From Newton’s first law for angular motion we know that change of angular velocity i.e., angular momentum occurs due to the action of external torque only. If there is no torque, the body will rotate in uniform angular velocity. That means angular velocity with respect to time becomes constant. Hence, angular momentum also becomes constant. This is called conservation principle of angular momentum. So it can be said that if resultant of the torque on a body is zero, the angular momentum remains conserved.

Mathematical proof: We know angular momentum, **L = Iω** … … … (1)

Here L is the angular momentum of the body, ‘I’ is the moment of inertia and ω is the angular velocity. Differentiating equation (1) with respect to time,

**dL/dt = d/dt (Iω) = I dω/dt**

But, **dω/dt = α**

so, **dL/dt = Iα = τ** (according to Newton’s second law of Angular motion)

Now, τ = 0, i.e., if torque is not active on the body.

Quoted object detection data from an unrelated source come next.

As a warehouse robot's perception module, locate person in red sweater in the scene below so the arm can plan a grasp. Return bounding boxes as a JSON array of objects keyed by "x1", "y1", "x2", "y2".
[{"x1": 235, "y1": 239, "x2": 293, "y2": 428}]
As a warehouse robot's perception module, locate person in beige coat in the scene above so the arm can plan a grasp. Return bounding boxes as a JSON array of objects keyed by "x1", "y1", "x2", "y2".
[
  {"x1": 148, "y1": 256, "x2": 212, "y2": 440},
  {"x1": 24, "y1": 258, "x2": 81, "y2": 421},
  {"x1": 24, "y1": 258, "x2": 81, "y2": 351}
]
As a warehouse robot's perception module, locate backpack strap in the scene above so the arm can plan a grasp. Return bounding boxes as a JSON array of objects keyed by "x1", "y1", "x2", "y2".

then, **dL/dt = 0; L = constant.**

Hence, *if the resultant torque acting on a body is zero, there will not be any change of angular momentum. This is the conservation principle of angular momentum.*

**Example:** You have seen **trafiz game** in the circus. Their players demonstrate many exercises in air. While pumping from a swinging pad the hands and feet of the player remain stretched. At this time his angular velocity is minimum. Now when hands and feet are folded and brought near to the chest, the angular velocity increases; so, it becomes easier for him to somersault in air successively. Due to folding of hands and feet moment of inertia (I) of the player becomes less, but as his angular momentum L = lω remains constant so his angular velocity increases [Figure].